CABALLEROS CONTRA JINETES EN LA ALTA EDAD MEDIA. Por Víctor Manuel Galán Tendero.
En el siglo V los dominios romanos fueron atacados por consumados jinetes como los hunos, que hicieron de la rapidez de sus maniobras una de sus armas más mortales. En los siguientes quinientos años otros conquistadores, como los ávaros y los magiares, honrarían la manera de combatir de los caballeros de Asia en Europa, la de los partos capaces de disparar sus arcos desde sus monturas para aniquilar a sus agotados perseguidores.
Antes que los conquistadores mongoles o tártaros volvieran a desafiar amenazadoramente Europa en el siglo XIII, los europeos de Occidente y Oriente desarrollaron sus unidades de caballería, pero con unas características muy distintas en líneas generales a la de los jinetes asiáticos de las estepas.
La caballería pesada, la de los catafractos, de los persas sasánidas y de los romanos de la Antigüedad Tardía sirvió de modelo y referencia, especialmente con la difusión por el Oeste europeo de los estribos y de la silla de montar.
En el siglo X los bizantinos habían superado muchos retos militares y dispusieron de poderosas unidades de caballeros armados pesadamente. Tanto sus jinetes como sus monturas se protegieron con fuertes armaduras. El caballero protegió su torso con una armadura de escamas, su cara con una cota de mallas, sus piernas y antebrazos con piezas de metal o de cuero endurecido y su cabeza con un casco. Su caballo se cubrió con otra armadura de escamas, protegiendo su testuz con otra pieza defensiva. Su pequeño escudo circular se concibió para cargar con la lanza en ristre. Los sabios estrategas bizantinos, conocedores de su lentitud, la emplearon en determinadas circunstancias tácticas, como las de quebrantar una sólida formación enemiga.

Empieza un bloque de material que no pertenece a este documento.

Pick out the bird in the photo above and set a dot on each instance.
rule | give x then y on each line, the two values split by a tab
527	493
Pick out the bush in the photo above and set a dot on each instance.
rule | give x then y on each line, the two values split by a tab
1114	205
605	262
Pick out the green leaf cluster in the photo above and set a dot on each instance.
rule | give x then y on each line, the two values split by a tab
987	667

Los francos, maestros en el manejo de su característica hacha (la francisca), también terminaron gestando cuerpos de caballería pesada. Ya los visigodos habían dispuesto entre los siglos VI y VII de caballeros pesadamente provistos de cascos y armaduras de escamas. En la batalla de Poitiers (732) los francos, como si fueran un muro según los cronistas, no se enfrentaron a un ejército de caballería musulmán según se había concebido en un principio, pero tampoco dispusieron de fuerzas montadas como las de décadas posteriores, al parecer de ciertos autores. Lo cierto es que bajo Carlomagno la caballería pesada ya se encontraba perfectamente conformada entre ellos.

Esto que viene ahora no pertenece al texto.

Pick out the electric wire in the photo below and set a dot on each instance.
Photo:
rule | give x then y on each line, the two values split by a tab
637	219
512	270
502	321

El lancero carolingio fue menos numeroso que el infante, al requerir de medios y equipos muy superiores, que justificaron ciertas concesiones de bienes, lo que alimentaría el desarrollo del feudalismo. Su byrnie o armadura de escamas protegió su torso y muslos. Las grebas y un casco metálico rodeado de un grueso anillo igualmente metálico completaron su protección. Junto a la lanza de rigor, hemos de reparar en sus amplios escudos redondos, forrados con cuero y afirmados con clavos metálicos en sus junturas. Tales escudos protegieron gran parte del cuerpo de un guerrero, que alineado con otros compañeros de armas conformó una fuerte línea defensiva e incluso ofensiva, ya que semejantes escudos se mostraron muy a propósito para golpear y herir al enemigo. Quizá el lancero descabalgara en alguna ocasión, como si de una unidad de dragones del siglo XVIII se tratara.
De todos modos, los carolingios dispusieron habitualmente su caballería pesada en varias líneas, de tres a cinco, con la intención de desgastar al adversario hasta la aniquilación. Tras chocar la primera línea, se retiraba por los flancos a la retaguardia, entrando en acción la segunda, y así sucesivamente hasta alcanzar la victoria.
La división del imperio carolingio no entrañó la desaparición de la caballería pesada precisamente y sus reinos herederos la cuidaron a través de los mecanismos feudo-vasalláticos. A finales del siglo IX los caballeros post-carolingios tuvieron que medirse en el campo de batalla con los jinetes húngaros o magiares, los arqueros montados, diestros en el lanzamiento de jabalinas.
En la batalla de Brenta (899) aniquilaron a las unidades de caballería pesada lombardas con astucia. Tras fatigarlos dejándose perseguir largamente, llegaron los húngaros al lugar donde se encontraban sus caballos de refresco. Al montarlos, emprendieron un feroz contraataque que fulminó a los lombardos.
Una suerte muy distinta corrieron los jinetes húngaros en la batalla de Lechfeld (955), cuando la caballería acorazada de la Francia Oriental bloqueó su ruta de retirada, obligándoles a una confrontación directa que les resultó fatal, aunque una parte de sus fuerzas logró maniobrar de flanco. La victoria de Otón I en Lechfeld permitió establecer el Sacro Imperio Romano Germánico y obligó a los húngaros a remodelar su reino según patrones post-carolingios.
La competencia entre jinetes ligeros y caballeros pesadamente armados se prolongaría a lo largo de la Edad Media, en la Hispania de la Reconquista y en la Tierra Santa de las Cruzadas, puntos donde unos y otros ofrecerían buenos argumentos a favor de su particular manera de combatir.